Walker made just $12 million in 2018-19, the final year of his contract. He was one of the most sought-after players in free agency, and it was fair to wonder whether the best player on a non-playoff team should command $220 million.
Walker said he would be willing to take less than the supermax to stay in Charlotte and would give the Hornets first priority.
“How can they not be?’ Walker told reporters. “I don’t understand how they can not be my first priority. I’ve been here eight years. They were the team that drafted me.
“I don’t know if I’ll sign back with them. I’m not sure. But they are my first priority.”
Walker looked enough into his future and decided it was time to move on from the only NBA organization he's ever known. This Hornets core isn't working.

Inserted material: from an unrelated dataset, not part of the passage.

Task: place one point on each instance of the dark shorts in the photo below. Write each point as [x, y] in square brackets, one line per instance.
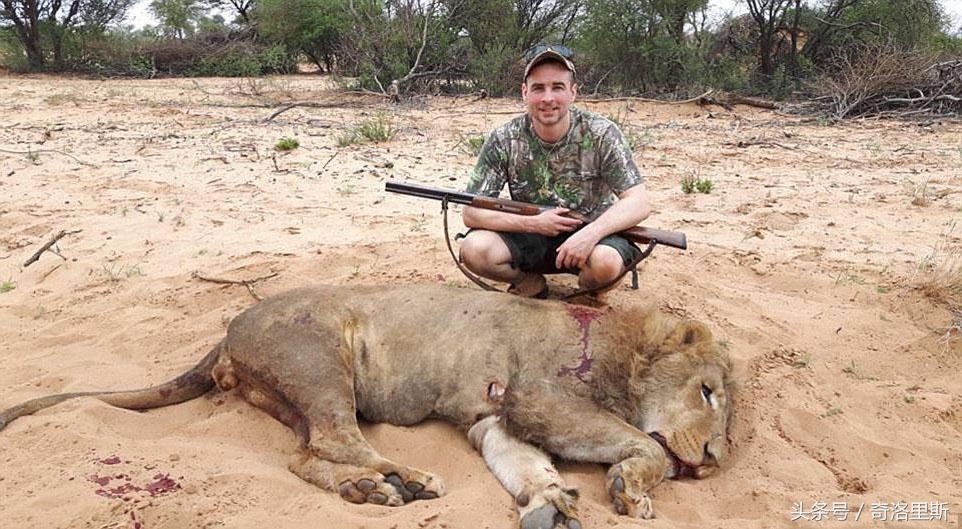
[537, 253]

Doubling down again on a player who, at most, is only on the borderline of the top five at his position would be a bad basketball move for the Hornets, as well.
Walker needs to be on a playoff team where he's the second or third option. It was better for both sides to move on.
Boston provides that, and he's presumably being brought in with plans to make a deep postseason run.
The Celtics provide a promising young core that includes Jayson Tatum and Jaylen Brown but have been mired in turmoil. They already lost Kyrie Irving and Al Horford to free agency, which is the only reason they have salary-cap space available.
Boston has a better supporting cast than Charlotte, but Walker isn't leaving for anything resembling a title contender. One also has to wonder about fit in terms of age, with Walker rapidly approaching his 30th birthday while Tatum and Brown are well shy of 25.